Knowing very well that there would be no support from anywhere in terms of finances, I started making some little savings from my personal money that my parent gives to me while in school. While doing the savings, I had short discussions with friends to also support me with some old clothes and shoes or items and this is where my dream of providing care and support to orphans started. While in school, I established this organisation called NABA Foundation which had its main aim or mission to provide care and support to orphans, less privileged children as well as widows and promote health and education in rural communities. My vision was also to become the well-known non –governmental organisation in Africa and beyond that stands out to sorely provide Care and Support, Education and promote Health as well as researching to know the needs of Africans especially those in the rural communities.

After establishing, I began fulfilling the first core area that I have chosen that is providing care and support. I invited few friends and used the money I had to purchase some items that we donated to some families who were in deep poverty and residing in a deprived house in the surrounds of Accra. While conducting the donations, I observed that most people are in deep hardship which means they do not have enough financial support to cater for their family and some have travelled from their respective rural communities to the capital city of Ghana, Accra to search for jobs and end up on the street when they do not get any job.

This observation urged me to do more donations to those on the street and people who need either financial support or clothes or food to eat.

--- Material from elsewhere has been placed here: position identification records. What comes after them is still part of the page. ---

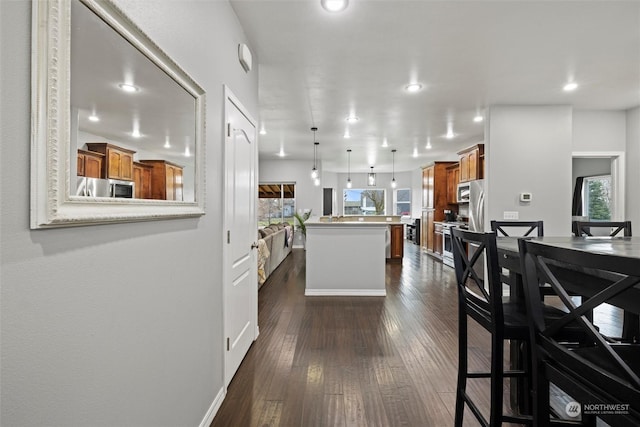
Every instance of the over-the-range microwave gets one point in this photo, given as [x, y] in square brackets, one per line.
[463, 193]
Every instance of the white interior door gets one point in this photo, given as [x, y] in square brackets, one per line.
[240, 234]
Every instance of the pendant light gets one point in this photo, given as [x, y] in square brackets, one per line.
[314, 170]
[348, 168]
[371, 178]
[393, 166]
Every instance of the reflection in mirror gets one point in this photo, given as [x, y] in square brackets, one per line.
[125, 107]
[117, 125]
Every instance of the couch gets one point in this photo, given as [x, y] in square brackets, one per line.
[274, 244]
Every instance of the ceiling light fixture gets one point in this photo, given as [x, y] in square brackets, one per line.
[349, 169]
[393, 168]
[413, 87]
[371, 178]
[128, 88]
[570, 86]
[334, 5]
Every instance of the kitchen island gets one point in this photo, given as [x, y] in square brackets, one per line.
[346, 257]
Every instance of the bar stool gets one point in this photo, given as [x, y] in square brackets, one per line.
[480, 297]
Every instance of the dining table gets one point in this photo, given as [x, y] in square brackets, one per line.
[583, 283]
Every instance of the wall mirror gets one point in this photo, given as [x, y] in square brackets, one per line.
[117, 126]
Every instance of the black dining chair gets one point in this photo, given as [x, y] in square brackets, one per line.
[480, 297]
[597, 372]
[584, 228]
[518, 228]
[631, 323]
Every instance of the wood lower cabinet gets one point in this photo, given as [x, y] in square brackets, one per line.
[471, 163]
[166, 180]
[118, 161]
[142, 180]
[397, 242]
[90, 164]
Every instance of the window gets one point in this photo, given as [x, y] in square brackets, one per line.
[276, 203]
[596, 197]
[363, 202]
[402, 201]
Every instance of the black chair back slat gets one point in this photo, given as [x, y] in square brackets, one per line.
[525, 228]
[583, 228]
[597, 368]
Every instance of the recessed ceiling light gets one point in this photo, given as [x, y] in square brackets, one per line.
[334, 5]
[413, 87]
[128, 88]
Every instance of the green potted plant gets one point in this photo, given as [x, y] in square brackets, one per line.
[301, 225]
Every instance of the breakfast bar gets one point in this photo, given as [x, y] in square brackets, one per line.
[346, 258]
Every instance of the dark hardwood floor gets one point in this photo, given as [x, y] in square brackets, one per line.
[356, 361]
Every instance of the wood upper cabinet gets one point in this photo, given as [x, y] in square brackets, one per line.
[166, 180]
[90, 164]
[435, 201]
[397, 242]
[453, 178]
[142, 180]
[118, 161]
[471, 163]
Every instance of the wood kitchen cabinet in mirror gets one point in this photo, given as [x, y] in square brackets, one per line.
[90, 164]
[100, 84]
[166, 180]
[142, 180]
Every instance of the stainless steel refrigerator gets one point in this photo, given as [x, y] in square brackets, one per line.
[476, 205]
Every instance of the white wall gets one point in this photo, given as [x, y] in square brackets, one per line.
[599, 131]
[528, 149]
[633, 171]
[115, 325]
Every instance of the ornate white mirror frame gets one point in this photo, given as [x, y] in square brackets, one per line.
[54, 202]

The need came for me to contact several colleagues to set up a team in this foundation that will mobilize resources to be used for this donation and also support the research. The team was able to raise some funds among ourselves to make other bigger donations at Osu Children’s Home and conducted free health talk and donation at another orphanage in Dodowa, all in Ghana among others. We have been able to also register the foundation and currently have worked extra hard to attract the interest of some bigger musicians and celebrities both in USA and in Ghana to serve as ambassadors to promote our course including Education, health and care and support.

I have a personal principle that states that “There is no situation or action in life that is called challenge. So far as that situation urges you to think, re-think and provide a solution it, then it is no more a challenge but rather an exam”. I believe it is only during examination day that one has to think and re-thing to ensure the answer given is the best and will provide the best grade and so it applies to this principle. I have worked with this principle that I set up for myself for a long time and it has helped me both in academics and life goals. I had some many hard times while starting up this non-governmental organisation alone. Even though the conversations I had with few friends before starting were all emphasising on getting a huge amount of money before I can provide care or donate to the less privileged in the society especially while being in school. But I ignored those comment and started using my little savings to purchase items and share to people living on the street and to those who are in need.

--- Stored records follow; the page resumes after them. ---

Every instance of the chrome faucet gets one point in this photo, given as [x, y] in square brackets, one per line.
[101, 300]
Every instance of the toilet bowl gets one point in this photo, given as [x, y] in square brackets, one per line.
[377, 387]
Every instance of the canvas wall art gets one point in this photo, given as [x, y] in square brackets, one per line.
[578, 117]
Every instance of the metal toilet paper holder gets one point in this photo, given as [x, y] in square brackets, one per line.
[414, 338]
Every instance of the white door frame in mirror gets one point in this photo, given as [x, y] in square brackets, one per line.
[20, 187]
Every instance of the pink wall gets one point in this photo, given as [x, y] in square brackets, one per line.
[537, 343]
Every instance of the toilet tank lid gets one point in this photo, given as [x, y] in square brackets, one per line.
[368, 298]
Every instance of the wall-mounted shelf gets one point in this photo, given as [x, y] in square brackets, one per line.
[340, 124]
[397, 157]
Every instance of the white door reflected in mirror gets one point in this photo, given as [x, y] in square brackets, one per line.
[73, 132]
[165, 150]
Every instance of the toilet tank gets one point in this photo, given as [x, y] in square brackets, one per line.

Indeed, I was able to think and re-think to put certain strategies in place to overcome all those difficult times when setting up this organisation to provide support to less privileged children in the community. In view of my great leadership skills and setting up this organisation even while in school with no huge money, I received the Leadership and Excellence award sponsored by Databank Foundation in Ghana and was also announced the Overall Best Student in Journalism in 2014 at the African University College of Communications (AUCC). After the hardship, the foundation had been duly registered in Ghana as NABA LIFE FOUNDATION.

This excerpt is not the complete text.